Eye For Film >> Movies >> Jane's Journey (2010) Film Review
Jane's Journey
Reviewed by: Scott Macdonald
"A candle, lighting another candle."
A quote from Gary Horne - a blind magician and friend to Jane Goodall, gifted primate researcher, writer, activist, and all-round impervious individual. Rather than a candle, Jane's Journey paints her as the gentlest flamethrower ever to walk the earth.
Jane's Journey starts as it means to continue - the first sounds are of an excited, delighted chimp. The film documents her struggle to follow her dreams, to go to Africa and become a primatologist. It was the very early Sixties, she lacked a degree and was female. This did not deter her and she embarked to Gombe National Park in Tanzania. After being the first researcher to be accepted into chimpanzee society, she made startling discoveries about primates and tool-making - which forced her mentor, paleontologist Louis Leakey to assert "Now we must redefine 'tool', redefine 'man', or accept chimpanzees as humans."
This is a movie of slow, contemplative details. The birchy, frigid cold exterior of Goodall's childhood home in Bournmouth, England. Her small, modest home filled with a lifetime of nicknacks, well-worn books and simple creature comforts. The eyes drinking in the view of a hundred plane journeys.
Jane's Journey is an effective, well-made documentary. It's filled with interviews with influential people in her life, and occasional discourse into those who are no longer around - her second husband succumbed to cancer rapidly after diagnosis. The chimp footage, both recent and grainy archive footage, provides a healthy dose of pleasant "aaawwww!" moments.
The film then takes a darker turn, with animal rights abuses that became clear after visiting a Chicago Academy of Science conference on conservation in 1986. This prompted a complete change of career - and she "came out as an activist". It also led her to confess that she "hasn't stayed in the same place for more than three weeks".
"She has a way of casting a spell. A great communicator." - Pierce Brosnan.
Jane Goodall is an intriguing speaker, using loquacious, contemplative soliloquies to her captive audiences. She deals in the right kinds of simplicity; using direct evocative language; she would not dream of speaking down to anyone. She also carries a stuffed monkey around with her at all times, inviting everyone to "go ahead, touch him! The inspiration is infectious". There's a delightful story behind him which I will not reveal.
Looking at when she became a United Nations Messenger of Peace, the movie briefly degenerates into a round of praise-talking heads - but recovers quickly with a sequence detailing her ground-level activism based on Roots and Shoots, an aptly titled name for a global programme of volunteerism and the promotion of sustainable living - with children at its heart.

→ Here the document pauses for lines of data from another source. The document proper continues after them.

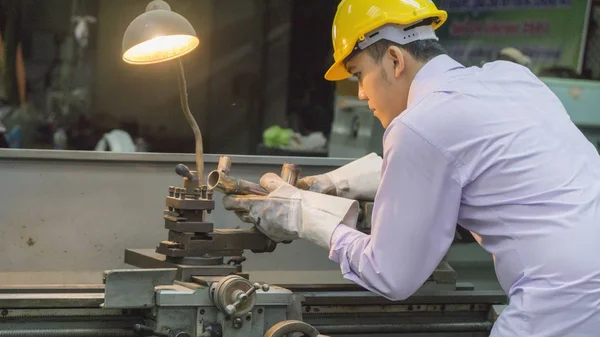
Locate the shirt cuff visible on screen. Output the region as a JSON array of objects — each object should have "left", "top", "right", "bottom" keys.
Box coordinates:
[{"left": 329, "top": 224, "right": 362, "bottom": 263}]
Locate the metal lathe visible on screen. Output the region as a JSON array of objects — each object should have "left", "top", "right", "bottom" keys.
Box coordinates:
[{"left": 0, "top": 151, "right": 506, "bottom": 337}]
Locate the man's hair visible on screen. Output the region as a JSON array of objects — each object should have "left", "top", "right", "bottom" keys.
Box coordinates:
[{"left": 364, "top": 39, "right": 446, "bottom": 62}]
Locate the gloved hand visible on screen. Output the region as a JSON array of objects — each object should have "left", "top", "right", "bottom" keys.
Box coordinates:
[
  {"left": 296, "top": 153, "right": 383, "bottom": 201},
  {"left": 223, "top": 173, "right": 358, "bottom": 249}
]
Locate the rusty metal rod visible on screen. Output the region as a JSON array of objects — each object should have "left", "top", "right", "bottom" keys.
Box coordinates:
[
  {"left": 207, "top": 170, "right": 269, "bottom": 195},
  {"left": 177, "top": 59, "right": 204, "bottom": 187},
  {"left": 281, "top": 163, "right": 300, "bottom": 186}
]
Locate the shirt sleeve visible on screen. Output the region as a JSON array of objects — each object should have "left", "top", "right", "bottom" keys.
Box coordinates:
[{"left": 329, "top": 120, "right": 462, "bottom": 300}]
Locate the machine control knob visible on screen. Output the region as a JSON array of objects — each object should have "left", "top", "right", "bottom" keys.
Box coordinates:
[{"left": 225, "top": 283, "right": 271, "bottom": 315}]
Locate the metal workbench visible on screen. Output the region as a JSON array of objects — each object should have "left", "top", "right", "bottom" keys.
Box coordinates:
[{"left": 0, "top": 150, "right": 498, "bottom": 289}]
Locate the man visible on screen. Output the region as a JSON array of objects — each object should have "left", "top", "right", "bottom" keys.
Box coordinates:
[{"left": 224, "top": 0, "right": 600, "bottom": 337}]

This takes her (and us) again all over the world, including to some of the most broken and impoverished communities in the only remaining superpower. Her words and actions (micro-credit schemes and sponsorships through her Jane Goodall Institute) on poverty's destructive force remains a model which the western world would do well to heed.
Frequent languid pacing and an occasional tendency to rehash similar points and stories lends the film a roughshod quality. Technically it's excellent. Director of photography Richard Ladkani shoots evocative, simple imagery which lays bare the environments and people within.
Documentaries tend to live or die by the strength of their central conceit or personality locus. Jane Goodall's presence and gentle English wit and wisdom goes a long way to strengthen the experience. Just don't compare her to Dian Fossey!